01 February 2025 :
January 30, 2025 - MONTANA. Montana House narrowly rejects bill intended to allow death penalty to resume
The Montana House has narrowly voted down a bill that would have changed the laws on lethal injection and could have allowed the state to again carry out executions.
House Bill 205, sponsored by Rep. Shannon Maness, R-Dillon, fell two votes short on the House floor Thursday, 49-51.
Montana has been effectively unable to administer the death penalty since a 2015 court ruling. District Judge Jeffrey Sherlock, of Helena, ruled that pentobarbital – the drug the state was planning to use for lethal injections – did not qualify as “ultra-fast-acting,” a requirement under the current law. He blocked the state from using it “unless and until the statute authorizing lethal injection is modified in conformance with this decision.”

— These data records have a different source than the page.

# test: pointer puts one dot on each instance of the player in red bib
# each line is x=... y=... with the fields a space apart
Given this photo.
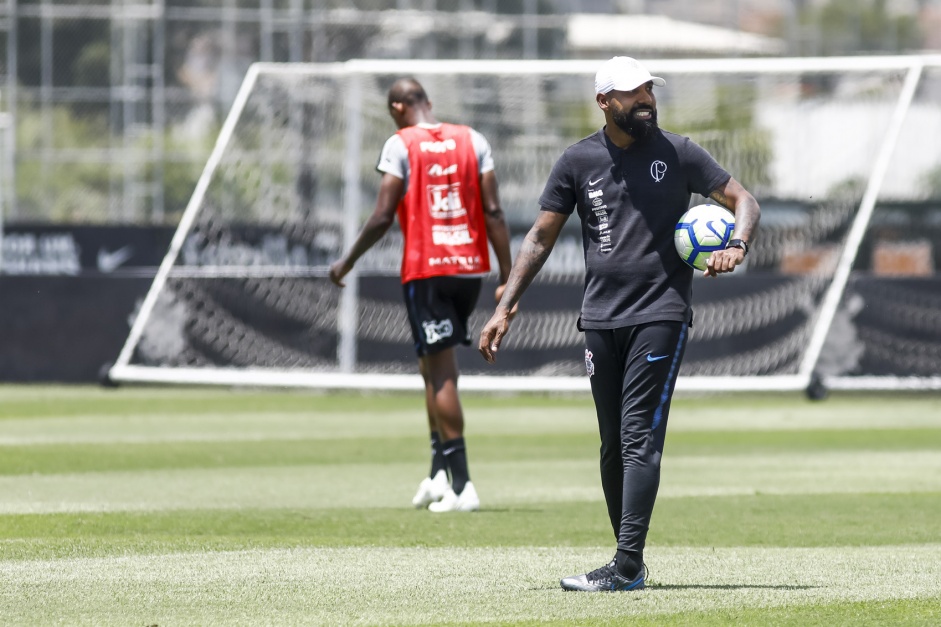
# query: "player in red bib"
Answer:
x=439 y=179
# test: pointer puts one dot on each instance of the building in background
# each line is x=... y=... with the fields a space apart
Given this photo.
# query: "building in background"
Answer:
x=109 y=109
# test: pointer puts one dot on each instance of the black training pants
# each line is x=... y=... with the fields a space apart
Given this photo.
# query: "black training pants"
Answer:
x=633 y=372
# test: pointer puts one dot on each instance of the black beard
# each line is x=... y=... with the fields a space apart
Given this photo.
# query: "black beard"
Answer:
x=636 y=128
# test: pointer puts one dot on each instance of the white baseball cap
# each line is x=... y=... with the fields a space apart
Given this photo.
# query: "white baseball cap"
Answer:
x=623 y=74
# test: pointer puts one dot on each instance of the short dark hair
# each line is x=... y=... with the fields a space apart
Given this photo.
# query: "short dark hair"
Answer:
x=407 y=91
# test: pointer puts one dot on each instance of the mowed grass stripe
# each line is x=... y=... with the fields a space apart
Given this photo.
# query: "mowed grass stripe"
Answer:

9 Republicans joined all 42 Democrats in voting against the bill, while the remaining 49 Republicans supported it.
This is the 3rd session in a row that the Legislature has considered bills to remove the “ultra-fast-acting” requirement. In 2021, the bill fell 2 votes short in the Senate, and in 2023, it failed by 1 vote on the Senate floor.
Montana currently has 2 prisoners sentenced to death: Ronald Smith, first sentenced in 1983, and William Gollehon, sentenced in 1992. The last time the state executed a prisoner was in 2006, when David Dawson was put to death at Montana State Prison.